Journée des femmes : 5 questions pour vous, mesdames

Journée internationale des femmes - 5 questions pour vous

8 mars 2017. Journée internationale des femmes. J’avoue avoir un peu eu le syndrome de la page blanche en commençant ce texte. Je me suis imposé la tâche d’écrire quelque chose sur le sujet et je compte bien honorer ma parole. Après tout, mon blogue est dédié à l’ambition au féminin!

Une chose est sûre, je ne voulais pas tomber dans les lieux communs. On évite donc de parler de la sous-représentation des femmes en politique, du traitement ouvertement misogyne dans certains milieux professionnels, de l’inégalité salariale (que plusieurs considèrent un mythe)… Et je ne rentrerai pas dans les problématiques touchant à la santé, la sécurité et les libertés fondamentales d’une majorité de femmes un peu partout dans le monde.

Pas parce que ces sujets ne sont pas importants ou d’actualité, mais justement pour cette même raison. Ce sont des sujets importants et je sens que personnellement, ma contribution ne se limite qu’à mon cri d’insurgée, une voix bien faible dans un maelstrom d’injustices et d’atrocités.

Alors, par où commencer? Pourquoi ne pas débuter par une question? Ou même par plusieurs? Ayant toujours été une défenseure de la libre-pensée, je vous propose donc de faire un exercice. Plutôt que de lire mon opinion prémâchée, je vous invite à réfléchir avec moi à ces questions que je me pose. Je crois qu’il est important que nous nous interrogions, ensemble.

Et en honneur de toutes celles qui n’ont pas ce luxe, exerçons notre privilège.

1. Comment définit-on l’égalité des sexes?

Commençons par une question difficile. On entend souvent, particulièrement ici au Québec, des individus (hommes et femmes) qui rejettent la lutte féministe, soutenant fermement que l’égalité des sexes a été atteinte. Après tout, les femmes peuvent voter, vivre seules, demander des prêts, accéder à des postes de haute direction, étudier, voyager, devenir pompières si elles le désirent…

Nous sommes loin d'avoir atteint le seuil minimal pour les droits fondamentaux des femmes

Partout dans le monde, il y a tant à faire pour faire respecter les droits fondamentaux des femmes. Et oui, nous sommes bien en 2017…

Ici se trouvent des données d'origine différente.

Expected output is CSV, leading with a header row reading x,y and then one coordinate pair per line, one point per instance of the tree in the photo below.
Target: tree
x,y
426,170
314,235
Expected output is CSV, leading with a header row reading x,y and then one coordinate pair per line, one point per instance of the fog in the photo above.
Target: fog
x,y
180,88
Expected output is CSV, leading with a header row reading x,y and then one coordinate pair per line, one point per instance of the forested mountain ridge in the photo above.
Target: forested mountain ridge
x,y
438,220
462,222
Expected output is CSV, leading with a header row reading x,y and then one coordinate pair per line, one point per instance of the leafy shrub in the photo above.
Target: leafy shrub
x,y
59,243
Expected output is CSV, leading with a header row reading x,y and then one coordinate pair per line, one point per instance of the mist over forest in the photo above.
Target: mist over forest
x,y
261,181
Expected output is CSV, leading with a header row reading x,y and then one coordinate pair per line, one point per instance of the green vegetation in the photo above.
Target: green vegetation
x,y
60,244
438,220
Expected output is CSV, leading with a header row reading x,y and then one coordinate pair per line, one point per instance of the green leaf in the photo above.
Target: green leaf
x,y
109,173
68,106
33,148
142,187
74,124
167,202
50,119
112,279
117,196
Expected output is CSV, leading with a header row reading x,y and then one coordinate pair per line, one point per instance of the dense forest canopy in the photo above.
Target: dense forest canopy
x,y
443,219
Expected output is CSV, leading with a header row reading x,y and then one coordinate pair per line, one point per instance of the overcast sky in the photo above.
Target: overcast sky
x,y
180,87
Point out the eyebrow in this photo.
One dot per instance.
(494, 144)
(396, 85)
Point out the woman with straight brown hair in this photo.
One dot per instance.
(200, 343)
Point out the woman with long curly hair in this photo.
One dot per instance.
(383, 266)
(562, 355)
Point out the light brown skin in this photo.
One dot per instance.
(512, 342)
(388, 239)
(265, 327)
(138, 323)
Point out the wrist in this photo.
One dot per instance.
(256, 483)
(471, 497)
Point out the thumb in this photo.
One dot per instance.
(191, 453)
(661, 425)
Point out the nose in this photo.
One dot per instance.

Ma première réaction lorsque j’entends ce genre de propos se résume en un seul mot : bullshit. Alors que l’on parle d’égalité, comment expliquer la disparité des salaires (0,52$ de moins pour chaque dollar gagné par un Canadien) et des opportunités? En fait, la plupart des femmes qui entreprennent une carrière non traditionnelle (comme je déteste ce mot!) le font à leurs risques et périls. Harcèlement physique et psychologique, sexisme, conditions de travail mésadaptées…

Des réalités bien distinctes

Le problème est que la définition que plusieurs se font de l’égalité est fallacieuse. Égalité ne veut pas dire « pareil ». Dans un excellent article d’Emily Best, présidente et fondatrice de Seed&Spark, l’auteure nous rappelle que les femmes et les hommes ont des réalités trop distinctes pour être équivalentes :

« Je connais de nombreux fondateurs mâles incroyablement talentueux, et aucun d’eux n’est capable de bâtir un humain avec son propre corps. Aucun d’eux ne saigne (et ressens un niveau de douleur de 8-10) chaque mois. Aucun d’eux ne possède un corps hypersexualisé par la culture (désolée les gars, même pas avec tout ce p90x). Est-ce que les femmes sont égales aux hommes dans leur faculté à générer de brillantes idées, bâtir des équipes et diriger des entreprises? Oh que oui! Sommes-nous pareilles aux hommes? NON. » [ma traduction]

Selon moi, l’égalité des sexes consiste à prendre en compte équitablement les réalités, besoins et particularités des genres et adapter l’environnement pour créer des opportunités équivalentes. Et il est temps de cesser de brandir l’excuse du « s’il n’y a pas de femmes à la tête des compagnies, c’est que a) elles ne veulent pas y être ou b) elles ne sont pas suffisamment compétentes ». À ces deux prémisses issues d’une méconnaissance abjecte de la réalité, je répète : bullshit!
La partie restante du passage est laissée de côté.